His gigantic medical encyclopedia al-Qanun fi al-Tibb (The Canon of Medicine), comprising of upwards of a million words, has been used as the standard medical textbook up until the seventeenth century and is still widely considered a valuable resource for the study of medicine. It was printed thirty-six times in the fifteenth and sixteenth centuries alone (Ullman 1978) and is regarded as one of the most influential books in Europe during the Middle Ages and Renaissance (Siraisi 2001). The Canon of Medicine consists of five books with each book subdivided into various subjects, subsidiary subjects, summaries, and sections. The first book, also called al-Kulliyyat (The Collection), discusses the scientific background of medicine and anatomy such as physiology, symptomatology, and the principles of therapy. The second book has an account of the therapeutic properties of substances used in medicine. The third book is devoted to pathology and specific or localized ailments. Diseases that affect the whole body, such as fever, are discussed in the fourth book. Ibn Sina explained the mixing of drugs in the final volume, which is a book on pharmacology.
Ibn Sina, in his Canon, derives his system of medicine from the Greco-Roman physician Galen (Galen of Pergamon, modern day Bergama, Izmir, Turkey, 129-200 CE) who himself based his approach on Hippocrates (460-370 BCE). Ibn Sina also benefited from ar-Razi (Rhazes in Latin, 865-925 CE) and al-Majusi (Haly Abbas in Latin, died circa 990) to present a systematized and comprehensive view of the medical sciences of the time (Prioreschi 2003).
Ibn Sina is only one of many great minds of the Muslim World during the medieval era. There were other great minds such as Ibn Rushd (Averroes in Latin), Ali Kuscu, al-Farabi (Alpharabius), Omar Khayyam and many more whose multifaceted studies encompassed diverse scholarly fields such as exegesis, law, logic, metaphysics, mathematics, astronomy, and medicine.
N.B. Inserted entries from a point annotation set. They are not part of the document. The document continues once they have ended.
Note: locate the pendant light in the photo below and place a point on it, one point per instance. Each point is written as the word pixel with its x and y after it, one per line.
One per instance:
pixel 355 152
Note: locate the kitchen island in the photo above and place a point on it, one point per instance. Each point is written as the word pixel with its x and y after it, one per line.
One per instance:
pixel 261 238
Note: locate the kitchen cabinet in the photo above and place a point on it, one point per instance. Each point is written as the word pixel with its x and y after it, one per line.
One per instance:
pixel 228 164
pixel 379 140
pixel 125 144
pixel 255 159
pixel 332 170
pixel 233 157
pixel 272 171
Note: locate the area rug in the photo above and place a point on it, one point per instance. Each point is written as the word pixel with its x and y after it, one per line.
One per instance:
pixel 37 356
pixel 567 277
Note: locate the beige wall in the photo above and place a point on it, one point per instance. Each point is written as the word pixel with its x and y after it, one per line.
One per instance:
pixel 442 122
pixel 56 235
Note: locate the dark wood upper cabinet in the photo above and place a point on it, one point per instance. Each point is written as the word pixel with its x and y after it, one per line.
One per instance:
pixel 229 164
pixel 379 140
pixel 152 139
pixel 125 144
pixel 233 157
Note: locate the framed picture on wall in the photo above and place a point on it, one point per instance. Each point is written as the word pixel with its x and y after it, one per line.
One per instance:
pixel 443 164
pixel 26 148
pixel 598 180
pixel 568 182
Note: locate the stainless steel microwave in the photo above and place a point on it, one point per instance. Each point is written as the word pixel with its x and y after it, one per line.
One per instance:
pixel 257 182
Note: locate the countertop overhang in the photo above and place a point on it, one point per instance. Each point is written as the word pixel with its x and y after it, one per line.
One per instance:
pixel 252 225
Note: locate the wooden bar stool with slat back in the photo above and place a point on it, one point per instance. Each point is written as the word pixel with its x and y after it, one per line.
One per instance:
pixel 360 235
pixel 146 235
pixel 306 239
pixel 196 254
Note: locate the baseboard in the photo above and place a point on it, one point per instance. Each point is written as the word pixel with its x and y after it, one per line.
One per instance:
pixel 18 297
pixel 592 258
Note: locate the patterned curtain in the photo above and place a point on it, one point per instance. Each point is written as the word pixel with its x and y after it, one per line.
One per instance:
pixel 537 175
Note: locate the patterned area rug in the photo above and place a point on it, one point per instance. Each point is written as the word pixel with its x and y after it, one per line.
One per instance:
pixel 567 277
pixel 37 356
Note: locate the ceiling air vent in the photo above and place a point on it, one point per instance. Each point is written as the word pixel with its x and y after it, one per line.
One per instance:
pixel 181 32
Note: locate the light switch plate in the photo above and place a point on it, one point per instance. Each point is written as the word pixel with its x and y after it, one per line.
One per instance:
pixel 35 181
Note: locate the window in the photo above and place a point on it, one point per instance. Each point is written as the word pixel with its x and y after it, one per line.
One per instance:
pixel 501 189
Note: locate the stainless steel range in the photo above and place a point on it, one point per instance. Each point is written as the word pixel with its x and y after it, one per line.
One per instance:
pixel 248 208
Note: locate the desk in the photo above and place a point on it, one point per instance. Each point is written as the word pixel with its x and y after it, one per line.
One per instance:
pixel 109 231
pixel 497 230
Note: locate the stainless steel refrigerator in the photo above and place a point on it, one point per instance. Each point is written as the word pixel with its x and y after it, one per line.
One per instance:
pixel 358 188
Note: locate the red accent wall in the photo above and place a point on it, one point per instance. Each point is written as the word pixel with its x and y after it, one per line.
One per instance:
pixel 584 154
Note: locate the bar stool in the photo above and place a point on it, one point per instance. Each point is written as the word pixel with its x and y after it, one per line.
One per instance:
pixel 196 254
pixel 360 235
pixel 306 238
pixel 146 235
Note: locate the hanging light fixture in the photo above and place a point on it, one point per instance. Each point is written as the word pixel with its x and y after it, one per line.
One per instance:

The great Mesopotamia and Andalusia Civilizations – civilizations that were built by these brilliant scientists and philosophers – established the foundations of the science, art and philosophy of our age. The knowledge developed by the Muslim scholars was later transmitted to Europeans and enabled Europe to emerge from the Dark Ages and into the Renaissance. A Renaissance is also needed for the Muslim world today. This can only be possible when they can raise a new generation of scholars like Ibn Sina who can lead the society with their groundbreaking findings and illuminating interpretations.
References
- Colgan, Richard. 2009. Advice to the Young Physician. Springer, New York.
- Koch, Robert. 1999. A Life in Medicine and Bacteriology. ASM Press, Washington, D.C.
- Life and work of Anton van Leeuwenhoek of Delft in Holland; 1632-1723. Municipal Archives, Delft, 1980.
- McGinnis, Jon. 2010. Avicenna. Oxford University Press, New York.
- Prioreschi, Plinio. 2003. Medieval Medicine vol. 5: Medieval Medicine, Horatius Press, Omaha, Nebraska.
- Siraisi, Nancy. 2001. Medicine and the Italian Universities 1250-1600. Leiden, The Netherlands.
- Ullman, Manfred. 1978. Islamic Medicine. Edinburgh University Press, Edinburgh, United Kingdom.
- United States National Library of Medicine, MS A 53.